Гит подается вперед так резко, что содержимое горшка грозит расплескаться.
— Да понимаю, не дура! Но вспомни-ка, Мари, что ты обещала. Найди его! Расскажи ему, что тут на самом деле безобразие творится, ладно?
Мари слабо улыбается и делает новую попытку дойти-таки до душевой. Обещала? Откуда Гит взяла, будто она ей что-то обещала? А голос за спиной делается все пронзительней.
— Нет, ты скажи ему, что ничегошеньки не сделано из того, что он тут нам наобещал, когда приезжал! Что душ и сортир в каждой камере! Скажи ему, что мы все так и ссым ночью в горшок, по крайней мере те, которые не лижут дубачкам задницу!.. Передай ему, да, нам только новые двери в камеры поставили, и что это за хрень такая, а, почему мужикам все сделали, а девчонкам фигушки…
— А ну замолчала, — огрызается Барбру, и Гит, ко всеобщему удивлению, умолкает.
Мари блаженствует под душем. В камерах жарко, даже осенью и зимой, и каждый раз все эти шесть лет к утру тело покрывается тонкой липкой пленкой, тюремной глазурью, которую она смывала прохладной водой. Сегодня эту ежедневную процедуру Мари выполняет с некоторой торжественностью. Последний душ в Хинсеберге!

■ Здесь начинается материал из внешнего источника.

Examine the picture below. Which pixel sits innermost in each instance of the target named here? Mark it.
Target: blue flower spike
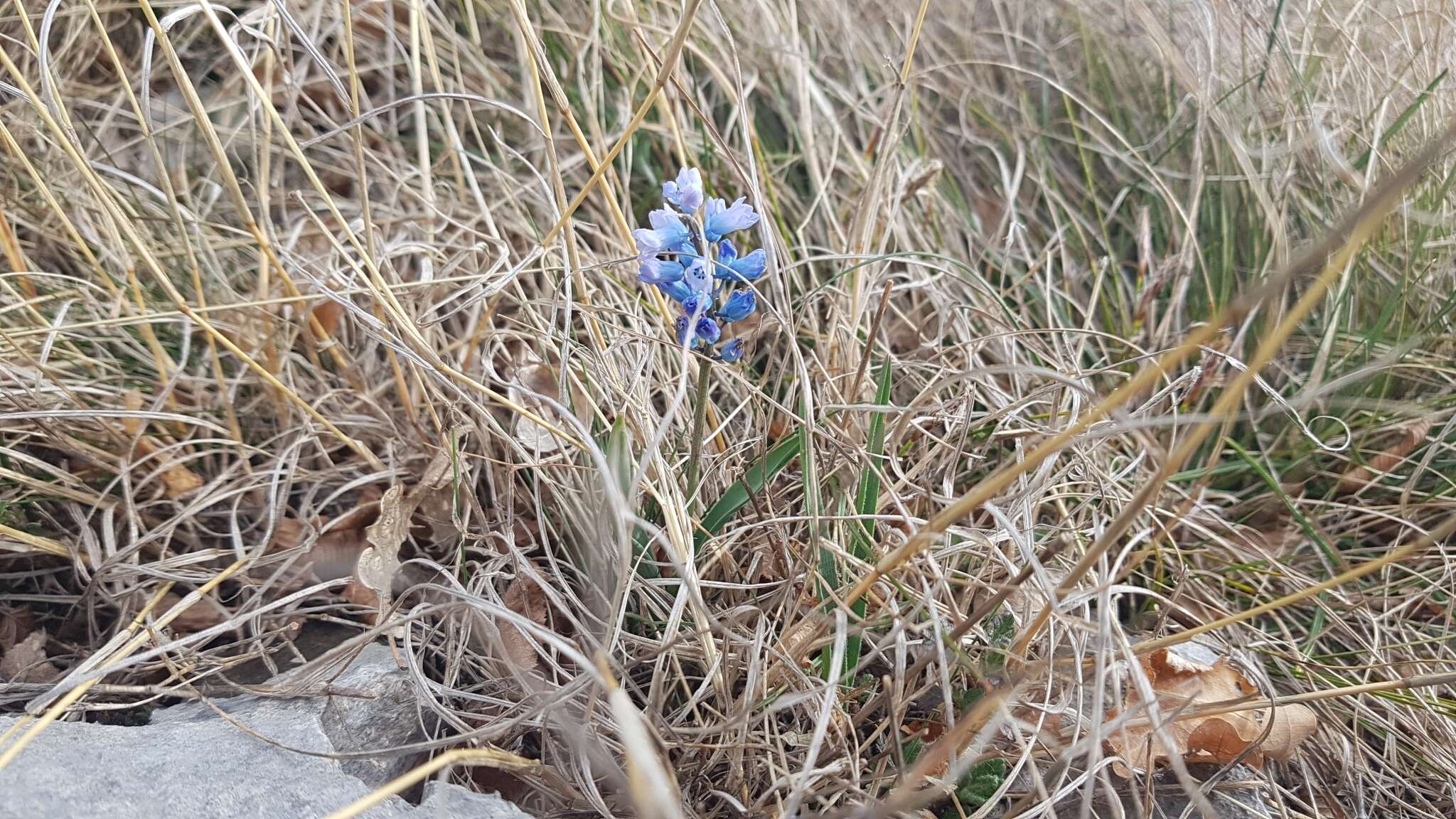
(660, 272)
(687, 255)
(708, 331)
(739, 306)
(686, 193)
(732, 352)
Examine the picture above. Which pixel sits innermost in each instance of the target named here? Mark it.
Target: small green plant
(979, 784)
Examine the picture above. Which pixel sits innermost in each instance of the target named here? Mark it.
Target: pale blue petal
(739, 306)
(744, 269)
(686, 193)
(708, 330)
(732, 352)
(719, 219)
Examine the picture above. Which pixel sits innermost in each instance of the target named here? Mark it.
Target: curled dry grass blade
(293, 257)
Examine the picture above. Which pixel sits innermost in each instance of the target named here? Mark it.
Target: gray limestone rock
(191, 763)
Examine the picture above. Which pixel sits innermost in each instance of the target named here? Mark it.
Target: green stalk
(700, 422)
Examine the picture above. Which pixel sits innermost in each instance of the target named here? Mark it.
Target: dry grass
(265, 267)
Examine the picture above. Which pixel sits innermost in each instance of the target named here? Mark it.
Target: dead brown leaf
(176, 480)
(1184, 681)
(379, 560)
(1389, 458)
(528, 599)
(203, 614)
(329, 314)
(15, 624)
(25, 660)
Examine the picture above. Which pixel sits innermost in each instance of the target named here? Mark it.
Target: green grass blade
(737, 496)
(867, 503)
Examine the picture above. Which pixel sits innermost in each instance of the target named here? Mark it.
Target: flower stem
(700, 422)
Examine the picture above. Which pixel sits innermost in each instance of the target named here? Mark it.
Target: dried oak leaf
(25, 660)
(1184, 681)
(379, 562)
(198, 617)
(176, 480)
(1411, 436)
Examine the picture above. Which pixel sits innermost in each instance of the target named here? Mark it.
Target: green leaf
(1406, 117)
(867, 503)
(737, 496)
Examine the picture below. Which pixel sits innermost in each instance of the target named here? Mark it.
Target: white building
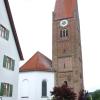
(36, 78)
(10, 54)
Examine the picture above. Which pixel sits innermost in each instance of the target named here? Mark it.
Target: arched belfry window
(63, 33)
(44, 88)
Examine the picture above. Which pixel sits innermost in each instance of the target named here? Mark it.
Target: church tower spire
(66, 53)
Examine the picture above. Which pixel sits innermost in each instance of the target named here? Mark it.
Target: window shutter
(4, 61)
(11, 89)
(13, 64)
(2, 89)
(7, 34)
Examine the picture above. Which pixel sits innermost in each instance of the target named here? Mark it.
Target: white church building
(36, 78)
(10, 54)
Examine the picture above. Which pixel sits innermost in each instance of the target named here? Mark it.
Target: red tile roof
(37, 62)
(64, 9)
(13, 29)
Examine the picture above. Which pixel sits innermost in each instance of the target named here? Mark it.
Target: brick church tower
(66, 53)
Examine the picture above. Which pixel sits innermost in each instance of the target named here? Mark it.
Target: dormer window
(63, 33)
(4, 33)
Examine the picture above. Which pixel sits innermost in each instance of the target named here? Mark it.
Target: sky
(33, 22)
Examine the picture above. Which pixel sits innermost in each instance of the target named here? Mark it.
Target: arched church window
(63, 33)
(44, 88)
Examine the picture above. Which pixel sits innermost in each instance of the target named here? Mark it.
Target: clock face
(63, 23)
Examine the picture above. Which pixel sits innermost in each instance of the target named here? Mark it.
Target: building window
(8, 63)
(44, 88)
(4, 33)
(63, 33)
(6, 89)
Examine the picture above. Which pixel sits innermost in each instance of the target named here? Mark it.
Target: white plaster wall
(8, 48)
(35, 84)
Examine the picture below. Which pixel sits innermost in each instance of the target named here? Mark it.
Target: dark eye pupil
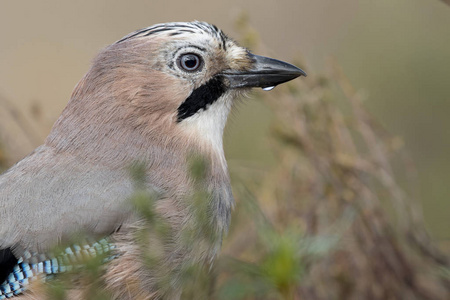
(190, 62)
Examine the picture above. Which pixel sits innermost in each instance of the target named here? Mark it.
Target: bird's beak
(265, 73)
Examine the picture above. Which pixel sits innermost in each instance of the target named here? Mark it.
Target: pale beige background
(398, 52)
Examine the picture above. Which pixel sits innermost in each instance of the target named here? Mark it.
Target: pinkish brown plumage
(157, 96)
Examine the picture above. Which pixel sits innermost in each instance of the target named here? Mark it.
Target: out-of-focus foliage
(328, 221)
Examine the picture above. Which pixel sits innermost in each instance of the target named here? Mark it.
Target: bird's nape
(157, 96)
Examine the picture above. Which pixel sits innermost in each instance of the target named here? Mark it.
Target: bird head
(171, 85)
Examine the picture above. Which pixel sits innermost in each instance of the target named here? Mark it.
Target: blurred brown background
(395, 52)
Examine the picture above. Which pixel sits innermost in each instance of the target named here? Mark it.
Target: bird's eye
(190, 62)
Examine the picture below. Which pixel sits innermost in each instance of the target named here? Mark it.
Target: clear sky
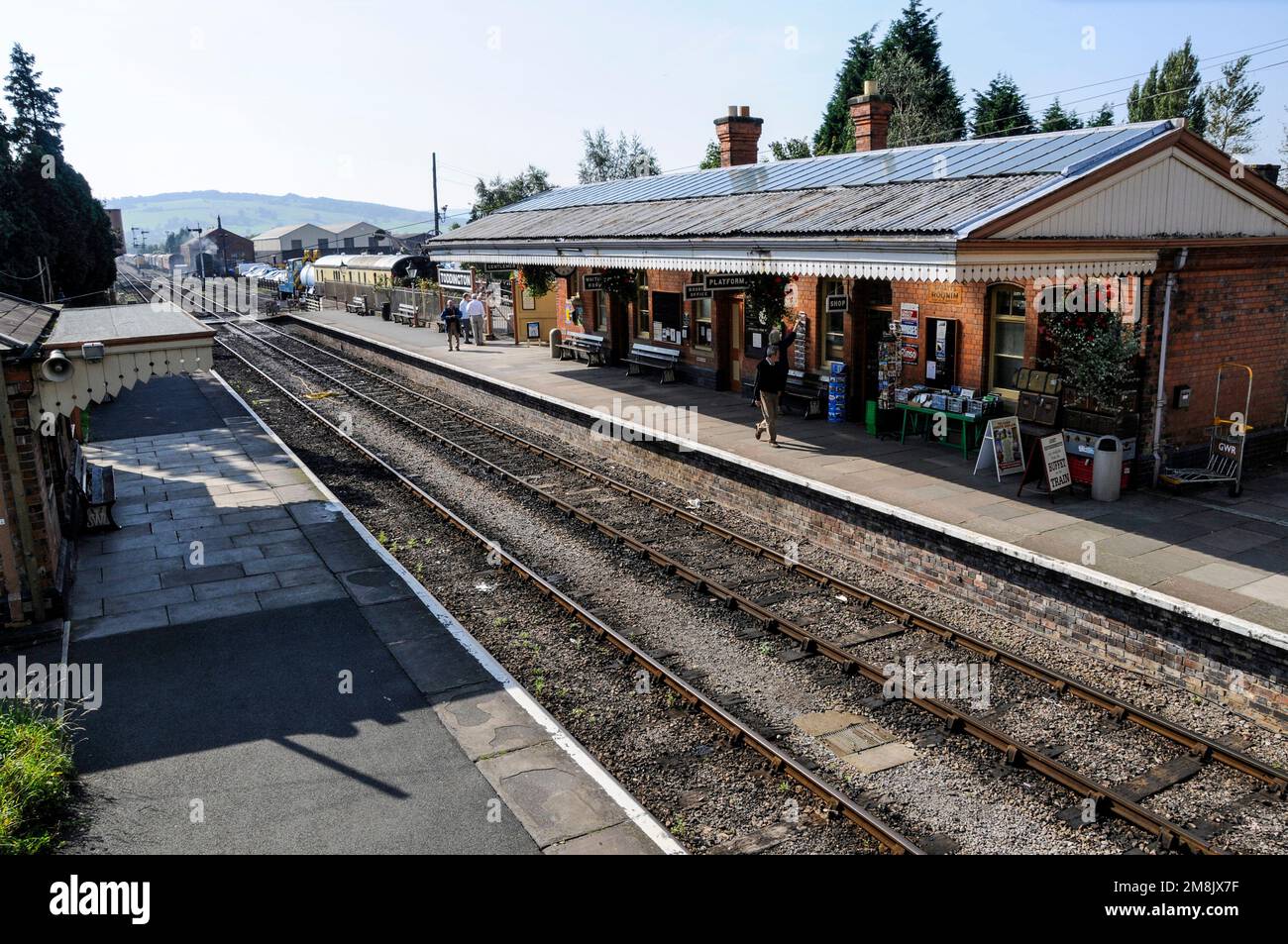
(348, 98)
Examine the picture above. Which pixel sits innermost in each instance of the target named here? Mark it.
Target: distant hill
(253, 213)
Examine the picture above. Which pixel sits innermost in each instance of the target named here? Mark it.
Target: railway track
(548, 475)
(739, 732)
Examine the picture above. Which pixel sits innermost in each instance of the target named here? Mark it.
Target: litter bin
(1107, 469)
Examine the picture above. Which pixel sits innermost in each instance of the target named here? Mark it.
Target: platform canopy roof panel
(1054, 155)
(22, 323)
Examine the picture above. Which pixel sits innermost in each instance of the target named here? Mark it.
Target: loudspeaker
(56, 367)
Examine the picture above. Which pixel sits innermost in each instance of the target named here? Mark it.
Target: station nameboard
(456, 278)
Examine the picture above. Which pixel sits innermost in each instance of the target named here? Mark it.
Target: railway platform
(1215, 559)
(273, 682)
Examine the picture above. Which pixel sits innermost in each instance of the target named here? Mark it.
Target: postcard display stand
(889, 366)
(1003, 447)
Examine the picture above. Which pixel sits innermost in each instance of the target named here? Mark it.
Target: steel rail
(1205, 749)
(1018, 754)
(739, 732)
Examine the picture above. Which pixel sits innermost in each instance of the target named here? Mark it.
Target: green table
(970, 425)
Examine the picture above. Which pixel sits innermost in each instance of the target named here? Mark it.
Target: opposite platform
(1206, 557)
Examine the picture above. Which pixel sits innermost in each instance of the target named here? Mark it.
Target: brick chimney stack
(739, 137)
(871, 116)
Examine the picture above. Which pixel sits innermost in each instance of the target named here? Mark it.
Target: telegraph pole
(223, 244)
(434, 158)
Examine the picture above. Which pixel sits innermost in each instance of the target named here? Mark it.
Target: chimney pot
(1266, 171)
(738, 134)
(871, 116)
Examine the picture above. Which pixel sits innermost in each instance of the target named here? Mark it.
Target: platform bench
(583, 347)
(642, 356)
(97, 485)
(810, 389)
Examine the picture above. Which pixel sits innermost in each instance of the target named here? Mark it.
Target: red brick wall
(33, 485)
(1227, 305)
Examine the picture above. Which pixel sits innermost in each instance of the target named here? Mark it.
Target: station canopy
(915, 213)
(138, 343)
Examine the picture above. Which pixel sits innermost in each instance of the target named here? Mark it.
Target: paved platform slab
(1225, 556)
(273, 682)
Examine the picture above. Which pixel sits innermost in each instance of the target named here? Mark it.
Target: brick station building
(1188, 243)
(101, 352)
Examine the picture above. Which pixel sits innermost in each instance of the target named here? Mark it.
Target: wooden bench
(583, 347)
(809, 387)
(642, 356)
(97, 487)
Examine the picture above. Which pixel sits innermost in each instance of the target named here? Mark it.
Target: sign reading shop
(456, 278)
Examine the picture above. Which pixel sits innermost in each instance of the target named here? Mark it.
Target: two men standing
(472, 313)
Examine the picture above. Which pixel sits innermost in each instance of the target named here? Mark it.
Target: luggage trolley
(1225, 450)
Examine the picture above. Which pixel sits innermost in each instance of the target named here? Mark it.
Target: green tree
(1232, 104)
(790, 150)
(711, 159)
(912, 91)
(915, 33)
(619, 159)
(1056, 119)
(1000, 110)
(1104, 117)
(500, 192)
(835, 136)
(35, 108)
(1173, 90)
(47, 209)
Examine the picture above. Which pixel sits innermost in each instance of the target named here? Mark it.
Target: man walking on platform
(477, 316)
(452, 325)
(769, 384)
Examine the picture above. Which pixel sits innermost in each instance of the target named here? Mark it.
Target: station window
(643, 310)
(702, 323)
(1008, 310)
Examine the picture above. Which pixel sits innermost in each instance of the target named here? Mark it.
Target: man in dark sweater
(769, 384)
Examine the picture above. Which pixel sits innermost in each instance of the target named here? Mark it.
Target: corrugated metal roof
(928, 189)
(934, 206)
(1038, 154)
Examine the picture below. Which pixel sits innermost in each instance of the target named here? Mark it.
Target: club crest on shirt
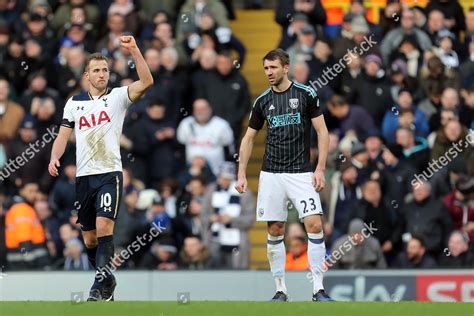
(294, 103)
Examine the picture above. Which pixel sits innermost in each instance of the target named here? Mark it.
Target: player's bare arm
(138, 88)
(59, 146)
(323, 147)
(246, 147)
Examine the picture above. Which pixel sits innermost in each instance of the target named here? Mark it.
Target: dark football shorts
(98, 196)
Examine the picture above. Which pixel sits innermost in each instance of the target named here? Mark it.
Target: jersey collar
(289, 87)
(107, 91)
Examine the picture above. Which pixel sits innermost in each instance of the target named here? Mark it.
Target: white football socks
(276, 254)
(316, 255)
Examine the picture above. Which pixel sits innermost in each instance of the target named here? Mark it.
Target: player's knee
(276, 228)
(90, 241)
(314, 227)
(104, 226)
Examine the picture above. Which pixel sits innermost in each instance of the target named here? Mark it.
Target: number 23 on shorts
(311, 203)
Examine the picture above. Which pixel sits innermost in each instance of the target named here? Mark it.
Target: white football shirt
(97, 123)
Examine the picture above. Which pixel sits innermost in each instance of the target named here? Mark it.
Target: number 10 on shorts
(311, 203)
(106, 201)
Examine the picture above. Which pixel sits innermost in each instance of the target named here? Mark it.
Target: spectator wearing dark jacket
(416, 256)
(393, 117)
(454, 138)
(372, 91)
(365, 252)
(311, 11)
(395, 175)
(349, 117)
(372, 208)
(227, 92)
(152, 143)
(428, 217)
(41, 102)
(33, 169)
(194, 255)
(161, 256)
(457, 255)
(190, 223)
(415, 149)
(453, 13)
(460, 204)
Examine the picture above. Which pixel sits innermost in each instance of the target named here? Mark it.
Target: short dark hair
(420, 239)
(279, 54)
(94, 56)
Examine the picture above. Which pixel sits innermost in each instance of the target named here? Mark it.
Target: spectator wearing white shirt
(206, 135)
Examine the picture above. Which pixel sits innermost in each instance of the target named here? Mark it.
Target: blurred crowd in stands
(400, 115)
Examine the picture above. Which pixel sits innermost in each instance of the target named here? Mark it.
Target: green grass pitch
(209, 308)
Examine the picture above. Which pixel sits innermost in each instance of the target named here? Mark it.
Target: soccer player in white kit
(290, 110)
(96, 118)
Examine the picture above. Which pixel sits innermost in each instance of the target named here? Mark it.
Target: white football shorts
(276, 190)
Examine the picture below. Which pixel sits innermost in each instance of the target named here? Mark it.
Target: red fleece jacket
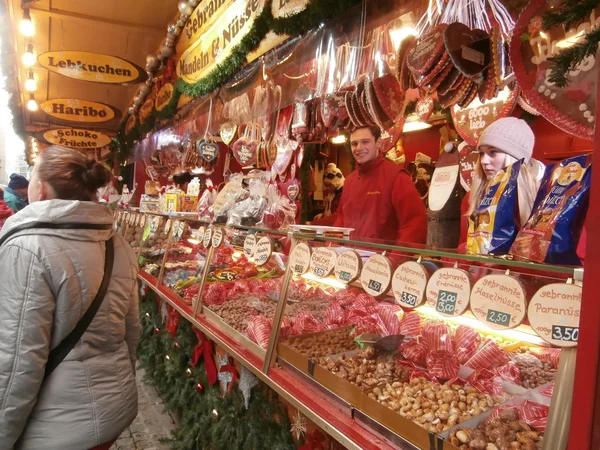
(5, 212)
(381, 203)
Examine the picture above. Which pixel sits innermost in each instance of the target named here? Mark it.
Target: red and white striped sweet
(467, 341)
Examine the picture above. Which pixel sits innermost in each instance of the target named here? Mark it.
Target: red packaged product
(466, 341)
(442, 365)
(490, 355)
(411, 324)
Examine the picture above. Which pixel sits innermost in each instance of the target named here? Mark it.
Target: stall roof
(128, 29)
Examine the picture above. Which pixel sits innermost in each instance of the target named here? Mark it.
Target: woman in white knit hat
(504, 142)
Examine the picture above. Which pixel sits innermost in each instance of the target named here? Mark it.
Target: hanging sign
(94, 67)
(217, 237)
(249, 245)
(554, 312)
(409, 284)
(262, 253)
(130, 124)
(163, 98)
(348, 266)
(146, 110)
(322, 262)
(499, 301)
(299, 261)
(448, 291)
(74, 138)
(218, 41)
(476, 117)
(376, 275)
(75, 110)
(284, 8)
(571, 108)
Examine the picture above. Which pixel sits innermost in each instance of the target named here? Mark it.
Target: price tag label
(264, 248)
(376, 276)
(448, 291)
(207, 238)
(499, 301)
(322, 262)
(348, 266)
(409, 283)
(217, 237)
(300, 257)
(554, 313)
(498, 318)
(249, 244)
(446, 302)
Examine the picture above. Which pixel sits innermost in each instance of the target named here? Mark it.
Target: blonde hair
(528, 184)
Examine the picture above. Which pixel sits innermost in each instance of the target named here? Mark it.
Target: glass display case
(420, 346)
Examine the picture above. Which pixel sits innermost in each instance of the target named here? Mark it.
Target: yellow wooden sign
(94, 67)
(205, 14)
(146, 109)
(76, 138)
(164, 96)
(217, 42)
(75, 110)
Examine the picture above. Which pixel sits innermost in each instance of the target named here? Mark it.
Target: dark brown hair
(72, 175)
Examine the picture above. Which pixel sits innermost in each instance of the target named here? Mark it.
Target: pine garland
(567, 60)
(264, 425)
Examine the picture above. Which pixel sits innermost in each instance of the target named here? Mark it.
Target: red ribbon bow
(205, 349)
(234, 373)
(172, 320)
(314, 441)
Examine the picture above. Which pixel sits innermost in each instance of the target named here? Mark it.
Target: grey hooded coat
(48, 279)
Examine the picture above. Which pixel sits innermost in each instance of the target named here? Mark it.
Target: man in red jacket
(380, 200)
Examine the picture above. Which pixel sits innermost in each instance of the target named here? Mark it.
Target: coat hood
(64, 212)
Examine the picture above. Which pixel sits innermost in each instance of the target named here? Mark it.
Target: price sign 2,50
(446, 302)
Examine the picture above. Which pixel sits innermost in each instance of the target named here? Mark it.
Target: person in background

Она месяцами готовилась к этому мгновению, в несессере лежит флакон шампуня — самый дорогой, какой удалось выписать по каталогу, невскрытая подарочная упаковка с пеной для душа и дезодорантом, закупленная еще весной в отпуске, и лосьон для тела, душистый, как мечта. Она не открыла ни одного флакона, все эти месяцы они стояли у нее в камере и ждали. Как и новое белье, красиво разложенное на койке, — ослепительно-белое и кружевное. Ждет.
Она не разглядывала собственного тела много лет, оно просто было при ней, словно непритязательная и малость потрепанная оболочка, но теперь Мари открывает глаза и внимательно себя изучает. Ладонь скользит по своду ступни, где кожа натянулась на тонких косточках, по свежевыбритому подъему до коленки, там виднеются старые шрамы — рассказ о детстве, и дальше вдоль пышной ляжки, вдоль высокого бедра — и замирает на груди. Прошло больше семи лет с тех пор, как к ней прикасался мужчина. Быть может, этого уже не случится никогда, быть может, Мари больше ни у кого никогда не вызовет желания. Слишком старая, думает она. Слишком страшная. Раз и навсегда осужденная за убийство.
Она изо всех сил трет массажной щеткой левый сосок. Больно, но в том и цель. Так ей и надо, чтобы не портила момента запретными мыслями. Последний душ должен стать блаженством, она предвкушала его долгие месяцы и годы. Но мысль неотвязна, как ни три, и криком отдается в виске. Никогда. Никогда. Никогда.
Впрочем, может быть, все-таки… Она замирает и смотрит на грудь. Кожа покраснела от щетки, и бусинка крови дрожит на конце соска. Одно «может быть», во всяком случае, не исключено, это следует признать. Торстен ведь жив. Он по-прежнему есть. В последние месяцы она не раз слышала его голос. По его новому роману сделали радиопостановку, и поздно вечером, лежа в темноте у себя в камере, Мари слушала, как он читает. Выговор остался почти такой же, ему так и не удалось окончательно избавиться от своих блекингских дифтонгов, но интонация стала более сдержанной и отрешенной. Почти холодной.